Seven years later, Moers had a third volume followed. Based on the previous year’s feature film Der Untergang , the story Adolf - Der Bonker , published in 2006, describes the last days of the “Nazi pig” in the Führerbunker. However, Moers changed the concept of the narrative. Instead of classic comic drawings as in the first two volumes, the third volume is designed as a play. Moers 'drawings only illustrate the characters' dialogues. For the marketing of the book, the author produced a short video clip as a DVD supplement to the book in collaboration with the animated film maker Felix Gönnert , in which Adolf sits in the bathtub of his bunker and braces himself against the threatening surrender. The clip is underlaid with a riddim by the German cabaret artist and songwriter Thomas Pigor , who also sings Adolf's voice in the English and French versions of the video.

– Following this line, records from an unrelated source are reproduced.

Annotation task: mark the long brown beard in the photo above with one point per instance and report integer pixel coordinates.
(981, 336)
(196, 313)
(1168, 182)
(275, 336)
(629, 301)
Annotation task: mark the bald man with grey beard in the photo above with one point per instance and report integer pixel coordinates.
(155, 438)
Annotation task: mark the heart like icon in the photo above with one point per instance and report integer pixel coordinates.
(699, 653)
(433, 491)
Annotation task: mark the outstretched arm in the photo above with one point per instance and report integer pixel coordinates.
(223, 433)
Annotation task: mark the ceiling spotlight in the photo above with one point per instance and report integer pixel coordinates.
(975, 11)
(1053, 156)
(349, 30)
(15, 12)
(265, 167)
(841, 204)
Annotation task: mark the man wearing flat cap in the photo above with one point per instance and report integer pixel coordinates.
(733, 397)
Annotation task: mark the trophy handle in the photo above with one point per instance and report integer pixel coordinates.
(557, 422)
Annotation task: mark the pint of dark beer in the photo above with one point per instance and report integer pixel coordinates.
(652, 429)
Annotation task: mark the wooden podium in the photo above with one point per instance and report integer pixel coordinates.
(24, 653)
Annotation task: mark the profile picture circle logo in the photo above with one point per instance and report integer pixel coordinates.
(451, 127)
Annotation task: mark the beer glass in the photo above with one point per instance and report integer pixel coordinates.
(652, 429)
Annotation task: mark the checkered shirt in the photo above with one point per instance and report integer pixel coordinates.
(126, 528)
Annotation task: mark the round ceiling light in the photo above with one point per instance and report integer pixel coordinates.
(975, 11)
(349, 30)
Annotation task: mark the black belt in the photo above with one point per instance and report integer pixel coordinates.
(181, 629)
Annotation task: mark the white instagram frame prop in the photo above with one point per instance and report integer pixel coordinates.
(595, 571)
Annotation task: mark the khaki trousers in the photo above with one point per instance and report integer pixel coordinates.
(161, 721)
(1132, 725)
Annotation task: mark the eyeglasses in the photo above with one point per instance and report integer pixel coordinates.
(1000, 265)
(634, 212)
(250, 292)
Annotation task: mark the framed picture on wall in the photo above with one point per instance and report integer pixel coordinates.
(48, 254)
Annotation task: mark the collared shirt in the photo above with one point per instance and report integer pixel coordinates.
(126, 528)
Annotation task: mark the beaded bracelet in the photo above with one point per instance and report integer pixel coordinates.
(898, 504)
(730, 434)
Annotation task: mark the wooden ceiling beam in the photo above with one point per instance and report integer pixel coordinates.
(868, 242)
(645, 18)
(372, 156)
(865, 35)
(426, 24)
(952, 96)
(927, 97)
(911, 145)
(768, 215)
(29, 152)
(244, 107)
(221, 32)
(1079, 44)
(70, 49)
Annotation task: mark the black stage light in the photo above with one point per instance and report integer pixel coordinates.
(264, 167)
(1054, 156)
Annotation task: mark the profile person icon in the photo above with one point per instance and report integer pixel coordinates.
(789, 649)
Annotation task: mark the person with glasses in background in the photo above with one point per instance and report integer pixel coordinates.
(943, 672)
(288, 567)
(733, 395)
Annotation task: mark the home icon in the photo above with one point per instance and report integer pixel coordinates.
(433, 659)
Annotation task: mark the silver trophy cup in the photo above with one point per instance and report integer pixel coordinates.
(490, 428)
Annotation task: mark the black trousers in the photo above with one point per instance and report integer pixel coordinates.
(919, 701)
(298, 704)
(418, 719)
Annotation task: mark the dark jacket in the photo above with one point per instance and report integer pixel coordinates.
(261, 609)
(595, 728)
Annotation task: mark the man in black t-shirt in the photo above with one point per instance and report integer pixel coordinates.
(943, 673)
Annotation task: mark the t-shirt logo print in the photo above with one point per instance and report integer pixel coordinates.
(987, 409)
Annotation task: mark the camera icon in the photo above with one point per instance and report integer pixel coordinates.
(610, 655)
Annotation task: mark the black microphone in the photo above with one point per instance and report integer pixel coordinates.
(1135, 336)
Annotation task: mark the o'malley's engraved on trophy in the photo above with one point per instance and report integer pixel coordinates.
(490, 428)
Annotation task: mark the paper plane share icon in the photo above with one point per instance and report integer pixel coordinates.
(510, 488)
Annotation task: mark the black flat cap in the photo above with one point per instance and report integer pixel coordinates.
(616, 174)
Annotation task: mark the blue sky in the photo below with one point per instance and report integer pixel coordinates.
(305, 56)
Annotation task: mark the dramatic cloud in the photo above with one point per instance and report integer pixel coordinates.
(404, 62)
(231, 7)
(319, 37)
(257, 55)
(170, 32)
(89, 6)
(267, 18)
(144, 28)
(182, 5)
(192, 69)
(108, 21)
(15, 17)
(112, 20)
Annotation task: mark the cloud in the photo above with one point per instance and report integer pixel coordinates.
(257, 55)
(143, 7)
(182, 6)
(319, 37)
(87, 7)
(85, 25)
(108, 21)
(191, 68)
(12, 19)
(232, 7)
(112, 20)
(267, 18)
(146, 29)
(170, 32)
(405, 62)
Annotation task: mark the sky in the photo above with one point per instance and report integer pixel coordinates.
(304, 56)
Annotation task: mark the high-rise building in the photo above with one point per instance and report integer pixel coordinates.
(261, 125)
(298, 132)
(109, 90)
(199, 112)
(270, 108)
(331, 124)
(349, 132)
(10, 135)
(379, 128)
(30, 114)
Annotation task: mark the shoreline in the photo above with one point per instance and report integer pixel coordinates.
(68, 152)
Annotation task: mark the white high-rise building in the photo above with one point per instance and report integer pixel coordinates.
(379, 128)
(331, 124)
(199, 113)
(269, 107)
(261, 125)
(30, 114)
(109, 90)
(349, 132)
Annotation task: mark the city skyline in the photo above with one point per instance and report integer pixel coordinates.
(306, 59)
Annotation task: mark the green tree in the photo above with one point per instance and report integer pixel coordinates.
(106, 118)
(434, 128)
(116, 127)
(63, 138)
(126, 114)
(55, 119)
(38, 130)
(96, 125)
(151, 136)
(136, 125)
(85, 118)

After the video found its way onto the Internet, it quickly began circulating through forums and blogs. It was viewed more than 2.5 million times on the YouTube platform , 3.6 million times on MyVideo and also included in the program of the German music broadcaster MTV . In early September 2006 the recording was released as a single and hit the German charts.

Volumes

literature

  • Alexandra Tacke: De / Festing Hitler. Playing with the masks of evil . In: Erhard Schütz, Wolfgang Hardtwig (Hrsg.): Nobody gets away. Contemporary history in literature after 1945 . Vandenhoeck & Ruprecht, Göttingen 2008, ISBN 978-3-525-20861-8 , pp. 266–285 (comparison of Der Untergang and Adolf - Der Bonker ).
  • Gabriel D. Rosenfeld: Hi Hitler! How the Nazi past is being normalized in contemporary culture . Cambridge University Press, Cambridge 2015 (see on Moers p. 314 f.).
  • Wiebke Brauer: Moers parody: shrinking cure for Hitler . In: Der Spiegel , July 4, 2006.